Novel Antigen Identification for an Enterotoxigenic E. coli Vaccine

产肠毒素大肠杆菌疫苗的新抗原鉴定

• 批准号: 9116756
• 负责人: James Michael Fleckenstein
• 金额: $ 44.29万
• 依托单位: WASHINGTON UNIVERSITY
• 依托单位国家: 美国
• 财政年份: 2010
• 资助国家: 美国
• 起止时间: 2010-07-01 至 2020-01-31
• 项目状态: 已结题
• 来源: https://reporter.nih.gov/project-details/9116756
• 关键词: Address; Age; Animal Model; Antibody Response; Antigen Targeting; Antigens; Area; Bacterial Adhesins; Benchmarking; Biological Markers; Birth; Cessation of life; Child; Childhood; Clinical Trials; Communicable Diseases; Complex; DNA Sequence; Data; Developed Countries; Developing Countries; Development; Diarrhea; Disease Outbreaks; Escherichia coli; Escherichia coli Infections; Escherichia coli Vaccines; Fostering; Funding; Genetic; Genome; Genomics; Goals; Health; Human; Immune response; Immunity; Immunoassay; Immunologics; Infection; Infection prevention; Kinetics; Knowledge; Laboratories; Lead; Methods; Molecular; Mucins; Nature; Organism; Pathogenesis; Phase; Population Heterogeneity; Protein Microchips; Proteins; Proteome; Recombinants; Research Personnel; Sampling; Sanitation; Serine Protease; Small Intestines; Surface; Testing; Toxin; Translating; Traveler' s diarrhea; United States; Vaccine Antigen; Vaccine Design; Vaccines; Water; Work; base; cohort; design; enterotoxigenic Escherichia coli; extracellular; genome sequencing; global health; immunogenic; improved; microbial; mortality; next generation; novel; pan-genome; pathogen; pre-clinical; response; transcriptome; vaccine candidate; vaccine development; vaccinology

 DESCRIPTION (provided by applicant): This work focuses on enterotoxigenic Escherichia coli (ETEC), globally the most common bacterial cause of serious diarrheal illness.
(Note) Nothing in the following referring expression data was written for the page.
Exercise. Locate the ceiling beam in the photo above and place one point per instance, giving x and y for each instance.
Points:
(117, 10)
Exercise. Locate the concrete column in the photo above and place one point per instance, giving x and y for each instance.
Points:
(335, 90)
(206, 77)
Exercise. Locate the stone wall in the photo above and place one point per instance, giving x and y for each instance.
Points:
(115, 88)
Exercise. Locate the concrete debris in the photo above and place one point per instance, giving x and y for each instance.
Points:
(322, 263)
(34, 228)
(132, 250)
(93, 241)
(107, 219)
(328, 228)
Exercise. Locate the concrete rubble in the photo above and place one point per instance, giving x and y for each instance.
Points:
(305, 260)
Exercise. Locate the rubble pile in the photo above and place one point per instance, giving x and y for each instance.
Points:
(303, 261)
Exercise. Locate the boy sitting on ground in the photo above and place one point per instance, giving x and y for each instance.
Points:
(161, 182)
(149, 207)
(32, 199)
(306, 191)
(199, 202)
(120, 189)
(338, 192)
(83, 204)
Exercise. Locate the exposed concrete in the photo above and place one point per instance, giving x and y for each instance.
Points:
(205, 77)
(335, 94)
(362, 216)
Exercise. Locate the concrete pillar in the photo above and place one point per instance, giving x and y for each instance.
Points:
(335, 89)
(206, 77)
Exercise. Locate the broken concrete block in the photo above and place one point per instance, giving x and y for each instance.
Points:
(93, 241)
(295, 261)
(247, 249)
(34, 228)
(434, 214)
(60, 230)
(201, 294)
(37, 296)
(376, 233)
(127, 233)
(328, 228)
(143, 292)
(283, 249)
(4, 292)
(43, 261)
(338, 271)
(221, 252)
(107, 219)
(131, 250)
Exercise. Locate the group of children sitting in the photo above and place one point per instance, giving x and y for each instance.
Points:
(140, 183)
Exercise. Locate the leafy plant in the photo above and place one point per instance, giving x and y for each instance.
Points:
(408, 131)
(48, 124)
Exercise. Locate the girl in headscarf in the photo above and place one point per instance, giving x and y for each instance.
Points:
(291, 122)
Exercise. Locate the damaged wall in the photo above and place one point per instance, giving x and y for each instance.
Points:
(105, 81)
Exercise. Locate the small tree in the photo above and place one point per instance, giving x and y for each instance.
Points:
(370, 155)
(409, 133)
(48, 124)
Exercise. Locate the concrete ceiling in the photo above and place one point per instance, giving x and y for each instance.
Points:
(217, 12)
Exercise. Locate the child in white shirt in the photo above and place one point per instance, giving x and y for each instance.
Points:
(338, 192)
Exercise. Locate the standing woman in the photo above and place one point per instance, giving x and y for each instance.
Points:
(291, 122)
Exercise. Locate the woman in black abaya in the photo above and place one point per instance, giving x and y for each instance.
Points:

These illnesses threaten the lives of many children in poor regions of the world where sanitation and clean water are limited. While it has long been known that prior infections with these organisms offer protection against later infection, the nature of the protection is not known. The long-term goal o these studies is to address very basic questions that have eluded ETEC investigators trying to develop vaccines for these organisms: 1."To what proteins do infected people mount antibody responses after infection?" 2. "Which of these responses appear to be associated with protection against ETEC?" 3. "Can we show that these proteins trigger protective immune responses in a vaccine?" Studies to date have shown us that the immune response following ETEC infection is actually quite complicated, with recognition of many proteins. Some novel proteins that are not part of vaccines currently being tested could be added to improve the coverage and function of these vaccines. The basic goals of this proposal are to accelerate the discovery of novel protective proteins and to translate their use into effective ETEC vaccine components. Addressing these fundamental questions will fill important gaps in our understanding of protective immune responses that develop following ETEC infections, and permit a more rational approach to development of a broadly protective vaccine for these pathogens of global importance.

 描述（由申请人提供）：这项工作的重点是产肠毒素大肠杆菌（ETEC），这是全球最常见的严重腹泻疾病的细菌原因。这些疾病威胁着世界上卫生设施和清洁水有限的贫困地区许多儿童的生命。虽然人们早就知道，以前感染这些生物体可以防止后来的感染，但这种保护的性质尚不清楚。这些研究的长期目标是解决ETEC研究人员试图为这些生物体开发疫苗时遇到的非常基本的问题：1。“感染者在感染后对哪些蛋白质产生抗体反应？“2.“这些反应中哪些似乎与ETEC的保护有关？“3.“我们能证明这些蛋白质在疫苗中引发保护性免疫反应吗？“迄今为止的研究表明，ETEC感染后的免疫反应实际上非常复杂，可以识别许多蛋白质。可以添加一些目前正在测试的疫苗中没有的新蛋白质，以提高这些疫苗的覆盖率和功能。该提案的基本目标是加速发现新的保护性蛋白，并将其转化为有效的ETEC疫苗组分。解决这些基本问题将填补我们对ETEC感染后产生的保护性免疫反应的理解中的重要空白，并允许更合理的方法来开发针对这些全球重要病原体的广泛保护性疫苗。